India’s goddess Maya (Illusion), the elemental power of the cosmos who controls the movements of space and time, fascinated Ralph Waldo Emerson and eventually helped him cope with the loss of his beloved wife, Ellen Tucker, to tuberculosis in 1831.
Emerson likely became aware of Maya after reading Charles Grant’s Poem on the Restoration of Learning in the East (1807). Grant supposed Maya to be a “Goddess sprung from Brahma.” This is not wrong. Maya is the visible diversity of the cosmos, or nature, that clothes its unity: the One, Brahman. She is often referred to as the “veil of illusion.”
Emerson, who loved the Greeks, noted a relation between Grant’s Maya and the Greek Pallas Athena, goddess of Wisdom, Arts and War, who sprang from Zeus’s head fully formed in battle armour. There is a well known myth from the Roman poet Ovid about a weaving competition between Athena and Arachne, a mortal girl. Arachne weaves a cheeky tapestry mocking the gods, yet her skill matches that of Athena. This infuriates the goddess and she beats the girl, who then commits suicide and is transformed into a spider.

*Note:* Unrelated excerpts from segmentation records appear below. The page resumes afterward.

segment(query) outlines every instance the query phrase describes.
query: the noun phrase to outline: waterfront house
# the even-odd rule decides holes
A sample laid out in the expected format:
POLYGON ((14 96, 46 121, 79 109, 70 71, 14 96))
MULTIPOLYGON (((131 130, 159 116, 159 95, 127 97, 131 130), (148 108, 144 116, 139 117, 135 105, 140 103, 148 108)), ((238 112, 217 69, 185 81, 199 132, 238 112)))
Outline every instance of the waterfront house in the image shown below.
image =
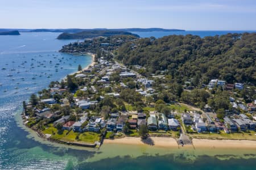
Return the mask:
POLYGON ((255 124, 253 121, 249 118, 242 118, 242 120, 243 121, 245 124, 246 125, 247 129, 255 130, 255 124))
POLYGON ((147 118, 147 128, 150 130, 156 130, 158 129, 155 114, 150 114, 150 116, 147 118))
POLYGON ((54 117, 54 114, 50 110, 47 110, 43 112, 36 113, 38 118, 44 118, 50 120, 51 118, 54 117))
POLYGON ((243 84, 242 83, 235 83, 235 88, 238 90, 243 90, 243 84))
POLYGON ((233 120, 236 123, 237 127, 240 130, 246 131, 247 130, 247 126, 242 119, 234 118, 233 120))
POLYGON ((138 113, 138 128, 142 125, 147 125, 147 121, 146 121, 146 115, 143 113, 138 113))
POLYGON ((138 114, 131 115, 131 119, 137 120, 138 119, 138 114))
POLYGON ((208 131, 211 132, 217 131, 217 127, 216 125, 215 125, 215 124, 207 124, 207 129, 208 131))
POLYGON ((138 119, 142 119, 142 120, 144 120, 146 119, 146 115, 144 113, 138 113, 138 119))
POLYGON ((226 117, 224 118, 224 120, 225 125, 228 130, 230 130, 231 131, 237 131, 237 126, 231 118, 226 117))
POLYGON ((133 129, 136 129, 137 128, 137 119, 129 119, 128 120, 128 123, 129 124, 130 128, 133 129))
POLYGON ((216 129, 217 130, 224 130, 224 128, 225 128, 224 124, 221 122, 216 122, 214 124, 216 126, 216 129))
POLYGON ((183 113, 181 116, 181 120, 185 125, 191 125, 192 124, 192 118, 190 114, 187 113, 183 113))
POLYGON ((111 118, 117 118, 118 117, 118 116, 119 116, 119 113, 110 113, 110 117, 111 118))
POLYGON ((201 115, 200 114, 195 113, 194 113, 194 116, 193 118, 193 122, 194 124, 196 123, 196 122, 199 122, 199 120, 201 119, 201 115))
POLYGON ((210 117, 210 116, 209 116, 208 114, 205 114, 205 117, 206 117, 206 118, 207 118, 207 122, 208 124, 214 124, 214 121, 210 117))
POLYGON ((169 125, 169 129, 172 130, 177 130, 177 128, 180 126, 177 120, 175 118, 168 119, 168 125, 169 125))
POLYGON ((167 130, 168 122, 166 116, 163 113, 158 114, 158 127, 159 129, 167 130))
POLYGON ((41 103, 44 103, 48 104, 55 104, 56 101, 53 99, 43 99, 40 100, 41 103))
POLYGON ((110 118, 108 120, 106 129, 108 131, 113 131, 114 129, 116 128, 117 125, 117 119, 116 118, 110 118))
POLYGON ((94 121, 90 121, 85 130, 89 131, 98 132, 100 129, 98 124, 97 124, 94 121))
POLYGON ((117 130, 123 131, 123 128, 125 125, 125 119, 123 117, 119 117, 117 121, 117 130))
POLYGON ((138 119, 138 128, 139 128, 141 125, 147 125, 147 121, 146 121, 146 119, 138 119))
POLYGON ((195 126, 198 132, 207 131, 207 126, 205 122, 196 122, 195 126))
POLYGON ((131 72, 127 72, 127 71, 124 71, 122 72, 119 74, 119 75, 122 78, 128 78, 128 77, 131 77, 131 78, 135 78, 136 74, 131 73, 131 72))
POLYGON ((68 121, 65 124, 63 125, 63 129, 64 130, 70 130, 73 126, 73 125, 75 124, 74 121, 68 121))
POLYGON ((75 122, 75 124, 73 125, 73 131, 80 131, 81 125, 82 122, 81 121, 75 122))
POLYGON ((243 114, 243 113, 240 114, 239 116, 242 118, 247 118, 247 119, 249 119, 249 117, 246 115, 243 114))
POLYGON ((57 124, 60 124, 61 125, 64 125, 65 123, 66 123, 68 119, 69 118, 70 116, 67 116, 61 117, 61 118, 56 120, 53 122, 53 126, 55 126, 57 124))

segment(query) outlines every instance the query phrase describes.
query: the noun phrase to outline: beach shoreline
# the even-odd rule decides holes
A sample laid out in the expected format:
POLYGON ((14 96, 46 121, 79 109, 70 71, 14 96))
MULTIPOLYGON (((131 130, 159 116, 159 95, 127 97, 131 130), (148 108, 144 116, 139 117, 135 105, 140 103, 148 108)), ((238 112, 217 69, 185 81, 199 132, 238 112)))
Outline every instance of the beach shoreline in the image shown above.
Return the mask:
POLYGON ((250 140, 230 140, 230 139, 193 139, 192 145, 178 145, 176 139, 171 137, 150 137, 149 143, 142 141, 141 138, 127 137, 114 139, 104 139, 104 144, 131 144, 138 146, 148 146, 150 147, 164 147, 166 148, 245 148, 256 150, 256 141, 250 140))

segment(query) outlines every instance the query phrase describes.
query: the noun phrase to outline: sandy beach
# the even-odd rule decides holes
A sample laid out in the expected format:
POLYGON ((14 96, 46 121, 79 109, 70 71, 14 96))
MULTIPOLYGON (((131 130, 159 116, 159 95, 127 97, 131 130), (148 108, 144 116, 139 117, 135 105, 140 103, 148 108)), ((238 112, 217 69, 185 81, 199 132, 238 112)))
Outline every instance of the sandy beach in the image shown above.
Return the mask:
MULTIPOLYGON (((211 140, 193 139, 193 145, 185 145, 184 148, 251 148, 256 150, 256 141, 249 140, 211 140)), ((104 143, 147 145, 152 147, 181 148, 174 138, 151 137, 149 141, 142 141, 140 138, 125 137, 115 139, 105 139, 104 143)))
POLYGON ((249 140, 211 140, 193 139, 193 145, 196 148, 251 148, 256 150, 256 141, 249 140))

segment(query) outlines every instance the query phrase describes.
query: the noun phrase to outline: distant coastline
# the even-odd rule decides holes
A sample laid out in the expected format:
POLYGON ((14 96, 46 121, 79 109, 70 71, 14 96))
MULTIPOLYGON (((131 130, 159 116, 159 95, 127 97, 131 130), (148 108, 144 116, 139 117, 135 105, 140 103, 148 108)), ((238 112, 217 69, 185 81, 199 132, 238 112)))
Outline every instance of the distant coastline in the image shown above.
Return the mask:
POLYGON ((81 28, 69 28, 69 29, 12 29, 12 28, 0 28, 0 31, 11 31, 18 30, 19 32, 66 32, 66 33, 77 33, 82 31, 119 31, 126 32, 151 32, 151 31, 185 31, 184 29, 164 29, 160 28, 116 28, 116 29, 107 29, 107 28, 92 28, 92 29, 81 29, 81 28))
POLYGON ((0 35, 20 35, 18 31, 10 31, 0 32, 0 35))

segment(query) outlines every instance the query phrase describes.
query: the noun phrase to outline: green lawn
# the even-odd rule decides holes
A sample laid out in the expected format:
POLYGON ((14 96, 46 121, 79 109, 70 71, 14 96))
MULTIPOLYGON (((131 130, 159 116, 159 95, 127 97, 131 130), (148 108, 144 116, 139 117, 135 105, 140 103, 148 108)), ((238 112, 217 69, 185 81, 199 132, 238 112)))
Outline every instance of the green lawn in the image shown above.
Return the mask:
POLYGON ((136 129, 130 129, 129 133, 126 134, 128 137, 139 137, 139 133, 136 129))
POLYGON ((256 140, 256 132, 249 131, 248 133, 232 133, 227 134, 224 131, 221 130, 220 134, 217 133, 195 133, 188 134, 188 135, 195 138, 217 139, 238 139, 238 140, 256 140))
POLYGON ((143 110, 147 110, 148 112, 154 112, 155 111, 155 108, 154 107, 144 107, 143 108, 143 110))
POLYGON ((131 105, 130 105, 128 103, 125 103, 125 109, 127 111, 133 111, 133 110, 136 110, 135 107, 133 107, 131 105))
POLYGON ((100 139, 100 134, 93 132, 84 132, 79 135, 79 140, 76 140, 76 136, 79 134, 77 132, 70 131, 68 134, 68 130, 65 130, 61 133, 59 133, 57 129, 53 126, 52 124, 49 124, 48 128, 43 131, 44 134, 51 134, 51 138, 55 139, 62 140, 68 142, 84 142, 85 143, 94 143, 98 141, 100 139))
POLYGON ((95 141, 100 141, 100 134, 90 131, 84 132, 79 135, 79 140, 86 143, 94 143, 95 141))
POLYGON ((178 112, 179 113, 182 113, 184 112, 185 109, 187 109, 187 110, 190 110, 189 108, 188 108, 187 106, 180 104, 180 105, 178 104, 171 104, 170 105, 168 105, 170 108, 171 109, 175 109, 176 110, 177 110, 178 112))
POLYGON ((110 134, 114 134, 114 132, 112 131, 107 131, 106 134, 106 136, 105 137, 105 139, 110 139, 110 134))

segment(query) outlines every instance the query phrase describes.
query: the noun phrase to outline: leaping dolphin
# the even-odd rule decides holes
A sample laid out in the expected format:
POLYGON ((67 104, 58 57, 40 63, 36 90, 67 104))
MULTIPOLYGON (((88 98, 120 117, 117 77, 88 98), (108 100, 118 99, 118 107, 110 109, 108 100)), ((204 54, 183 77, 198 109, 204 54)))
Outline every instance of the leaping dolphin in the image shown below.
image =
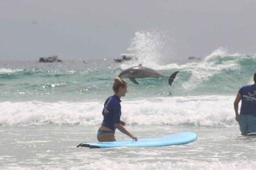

In Maia, Emerson uses this myth of Athena and Arachne to amplify the relation between Western and Indian mythology that he saw in Grant’s poem and to refashion images of both the Greek Maia, one of the seven Pleiades who gave birth to Hermes, messenger of the gods, after she was raped by Zeus, and the Roman Maia, who is mother earth.
According to Emerson, Bishop Berkely’s idealism brought him to see that “there was a cause behind every stump and clod” which made the material world “oscillate a little and threaten to dance.” In his studies of Indian spirituality, Emerson found the cosmic dance of Puruṣa (soul) and Prakṛti (nature) within the ancient dualist metaphysics of the Samkhya-Yoga school (darśana). Emerson believed that this Indian vision (darśana) of Puruṣa–Prakṛti was equal to Kant’s vision of the Sublime, “the Idealist terror and beauty, life and light.”
This is the image that Emerson ultimately crafted in Maia.

Illusion works impenetrable
Weaving webs innumerable.
Her gay pictures never fail
Crowds each on other, veil on veil.
Charmer who will be believed
By man who thirsts to be deceived.
Illusions like the tints of pearl
Or changing colors of the sky
Or ribbons of a dancing girl
That mend her beauty to the eye.
The cold gray, down upon the quinces lieth
And the poor spinners weave their webs thereon
To share the sunshine that so spicy is.
Samson stark at Dagon’s knee
Gropes for columns strong as he;
When his ringlets grew and curled,
Groped for axle of the world.
But Nature whistled with all her winds,
Did as she pleased and went her way.